Il termine marmellata indica, indipendentemente dalla percentuale di frutta utilizzata,
prodotti a base di agrumi: arancio, limone, mandarino, clementino, pompelmo, cedro,
bergamotto.
I prodotti a base di tutti gli altri tipi di frutta (che non siano agrumi), a secondo del tipo
di lavorazione e della percentuale di frutta utilizzata su 100 grammi di prodotto finito,
si distinguono in:
- confettura
Si tratta di un preparato a base di almeno il 35 per cento di frutta (che non siano agrumi), al quale viene
aggiunto zucchero ed, eventualmente, altri additivi.
- confettura extra
Si tratta di un preparato a base di almeno il 45 per cento di frutta (che non siano agrumi),
al quale viene aggiunto zucchero ed, eventualmente, altri additivi.
- gelatina
La gelatina è un prodotto preparato esclusivamente a base del succo della frutta
(senza polpa e senza buccia). La gelatina contiene almeno il 35 per cento di succo.
- gelatina extra
E' un prodotto preparato esclusivamente a base del succo della frutta (senza polpa e senza
buccia). La gelatina extra contiene almeno il 45 per cento di succo.

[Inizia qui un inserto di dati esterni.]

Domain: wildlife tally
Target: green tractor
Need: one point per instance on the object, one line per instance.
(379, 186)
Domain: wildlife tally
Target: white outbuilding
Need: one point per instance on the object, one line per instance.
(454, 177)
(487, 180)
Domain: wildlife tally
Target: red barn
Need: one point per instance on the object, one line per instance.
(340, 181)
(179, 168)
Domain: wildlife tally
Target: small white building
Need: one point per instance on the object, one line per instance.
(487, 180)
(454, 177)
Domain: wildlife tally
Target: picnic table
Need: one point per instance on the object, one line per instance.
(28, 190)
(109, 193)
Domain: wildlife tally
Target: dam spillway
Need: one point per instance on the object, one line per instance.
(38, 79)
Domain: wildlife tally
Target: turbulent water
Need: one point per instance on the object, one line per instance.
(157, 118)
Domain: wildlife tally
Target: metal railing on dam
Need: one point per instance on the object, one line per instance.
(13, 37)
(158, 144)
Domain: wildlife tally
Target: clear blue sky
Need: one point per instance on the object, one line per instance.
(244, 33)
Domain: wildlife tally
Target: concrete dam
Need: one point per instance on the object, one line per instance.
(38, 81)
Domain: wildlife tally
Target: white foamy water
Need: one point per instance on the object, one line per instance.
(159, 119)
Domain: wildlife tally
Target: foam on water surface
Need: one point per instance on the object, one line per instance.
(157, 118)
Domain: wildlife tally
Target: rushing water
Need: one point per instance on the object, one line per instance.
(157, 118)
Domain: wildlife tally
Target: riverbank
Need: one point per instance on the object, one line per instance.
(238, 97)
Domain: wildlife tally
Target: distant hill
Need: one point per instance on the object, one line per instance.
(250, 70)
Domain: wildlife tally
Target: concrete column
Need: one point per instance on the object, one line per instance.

I prodotti che non contengono agrumi ma che hanno una percentuale di frutta inferiore al 35 per
cento si chiamano anch'essi marmellata: per legge, devono contenere almeno 20 per cento di
frutta.
Dal punto di vista nutrizionale, la marmellata offre poco più che energia concentrata
sotto forma di zucchero: un cucchiaio apporta circa 40 calorie. La frutta utilizzata per
fare la marmellata fornisce fibre, prevalentemente sotto forma di pectine e in parte come
cellulosa proveniente da semi o bucce, vitamine e flavonoidi.
Nelle marmellate prodotte industrialmente, vengono aggiunte come additivo addensante, le
pectine (E440). Inoltre il calore utilizzato per sterilizzare le
conserve riduce notevolmente la quantità di vitamina C.
Come i frutti da cui provengono, molte marmellate contengono salicilati, sostanze organiche
che in individui predisposti possono scatenare reazioni allergiche, mentre per molti dei tipi
più economici vengono utilizzati coloranti artificiali.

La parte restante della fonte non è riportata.